僕らの奮闘
昴は倉庫の中にテレポートし、女の子と犯人たちの元へ急いだ。倉庫内には沢山の積み上げられたダンボールや、荷物がひしめき合っていて、昴が身を隠すのに困らなかった。ダンボールの陰から様子を伺うと、昴から向かって左側に三人の犯人たちと、右側に犯人の一人と女の子がいた。どちらにも五メートル以上離れていて、テレポートさせるのは難しかった。どうしようかと、昴が考えあぐねていると、足もとに落ちていたプラスチック片を踏みつけてしまった。パチンッと甲高い音が倉庫内に響く。
「誰だ!出て来い」
男たちは鞄の中のサブマシンガンを取り出して構える。昴は仕方なく彼らの前に姿を現わす。
「ガキィ!どっから入って来やがった!!」
犯人の一人が、胴間声で昴を威嚇する。
「あ、あの」
声がうわずって出てこない、足もガクガク震えてこれではテレポートも出来そうにない。昴は泣きそうになった。自分は超能力の訓練を受けていっぱしの超能力者になったつもりでいたが、銀河が側にいて適切なアドバイスをくれないと、一人では何も出来ないのだ。だが、今銀河はいない。昴一人で女の子を助けなければならないのだ。
「おじさんたちこそ何者なの?ここは俺たちの隠れ家なんだよ。気付かなかった?この倉庫、子供が入れる抜け穴があるんだよ」
昴の後ろで声がする。振り向くと、そこには
先程置いてけぼりにした銀河がいた。銀河くんどうして?と、昴が銀河に声をかけようとすると、銀河に喋るなと目で制された。
「おじさんたち、ひょっとして誘拐犯?俺たちも仲間に入れてよ」
「ふざけてんじゃねぇぞガキィ!!」
犯人の男たちに恫喝されても銀河はちっともビビらない、どこ吹く風だ。犯人たちは次第に銀河のペースに飲まれていく。

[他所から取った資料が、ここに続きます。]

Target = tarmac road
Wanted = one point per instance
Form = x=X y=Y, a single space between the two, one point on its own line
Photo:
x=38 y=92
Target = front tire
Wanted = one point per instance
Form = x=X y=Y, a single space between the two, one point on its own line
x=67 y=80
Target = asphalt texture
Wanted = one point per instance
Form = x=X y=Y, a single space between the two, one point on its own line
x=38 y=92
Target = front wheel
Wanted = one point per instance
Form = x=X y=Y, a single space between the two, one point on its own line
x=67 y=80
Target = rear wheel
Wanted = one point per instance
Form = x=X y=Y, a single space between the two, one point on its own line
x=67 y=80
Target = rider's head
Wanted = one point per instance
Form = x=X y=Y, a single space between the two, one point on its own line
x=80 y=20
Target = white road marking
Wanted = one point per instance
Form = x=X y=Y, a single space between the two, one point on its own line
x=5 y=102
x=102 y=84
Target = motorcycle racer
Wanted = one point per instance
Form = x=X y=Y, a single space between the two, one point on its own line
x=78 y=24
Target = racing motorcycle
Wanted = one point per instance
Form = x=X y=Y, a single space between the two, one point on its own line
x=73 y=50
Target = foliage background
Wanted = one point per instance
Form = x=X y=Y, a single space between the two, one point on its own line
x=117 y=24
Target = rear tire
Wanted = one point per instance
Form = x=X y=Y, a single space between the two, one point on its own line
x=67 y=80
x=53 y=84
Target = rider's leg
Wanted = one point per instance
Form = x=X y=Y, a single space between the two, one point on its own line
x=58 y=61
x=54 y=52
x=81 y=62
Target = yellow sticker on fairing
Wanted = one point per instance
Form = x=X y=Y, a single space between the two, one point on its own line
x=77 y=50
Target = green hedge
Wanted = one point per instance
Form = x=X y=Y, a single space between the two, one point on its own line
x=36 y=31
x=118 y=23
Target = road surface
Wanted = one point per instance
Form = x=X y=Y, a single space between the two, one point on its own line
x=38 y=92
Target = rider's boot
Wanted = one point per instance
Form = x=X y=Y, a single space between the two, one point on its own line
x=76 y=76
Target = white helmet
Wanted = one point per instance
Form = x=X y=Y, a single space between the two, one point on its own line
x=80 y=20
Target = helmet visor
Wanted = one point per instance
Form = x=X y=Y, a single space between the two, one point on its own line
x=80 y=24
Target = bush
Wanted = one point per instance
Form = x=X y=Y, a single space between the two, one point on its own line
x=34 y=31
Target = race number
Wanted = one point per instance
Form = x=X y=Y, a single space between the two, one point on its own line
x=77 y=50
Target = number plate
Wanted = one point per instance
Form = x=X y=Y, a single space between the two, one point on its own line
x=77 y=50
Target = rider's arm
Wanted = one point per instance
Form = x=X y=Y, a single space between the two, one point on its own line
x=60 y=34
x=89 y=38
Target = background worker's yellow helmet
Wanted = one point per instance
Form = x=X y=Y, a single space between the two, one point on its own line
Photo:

「人質の女の子大丈夫?様子がおかしいぜ、こいつ変わった奴で、医学書読むのが趣味なんだ。こいつに対処させなよ」
銀河は先程から三人の中で、一番背の低いガッチリした男に話しかけている。どうやらこの男がリーダー各のようだ。銀河は昴に目で合図を送る。昴は小さく頷くと、女の子の方に足を進めた。不思議だ、銀河が側にいてくれるだけで身体の震えが止まった、勇気が湧いてくる。
「ちょっと離れてくれますか?銃もしまって下さい」
女の子に銃を突きつけていた男に、昴は毅然とした態度で言う。男は先程まで弱々しく震えていた昴の変化にたじろいで、彼の言う通りに仲間の元に戻って行った。
「こんにちわ、僕は昴。君の名前は?」
昴は女の子に向き直り、笑顔で声をかけた。女の子はパニックから過呼吸を起こしかけていて、絶えず浅い呼吸を繰り返していた。ヒュッヒュッと空気の鳴る音がする。
「わ、わたしは、
「なのはちゃん、可愛い名前だね」
昴は女の子とゆっくり会話を続けた。次第に女の子の呼吸が安定してくる。昴は自分の上着を脱ぐと、椅子にくくりつけられたままの女の子の肩にかけてやり、耳元で囁くように語りかける。
「必ず助けるから、少しだけ我慢して」
昴は女の子の肩に手を置きテレポートをする。女の子のいる場所から、倉庫の外まで約五メートル。三回のテレポートで女の子を外に連れ出す。
「もうすぐ警察が来るから、それまでここで待ってて」
昴は女の子にそれだけ言うと、直ぐにテレポートで倉庫の中に戻った。銀河を助ける為に。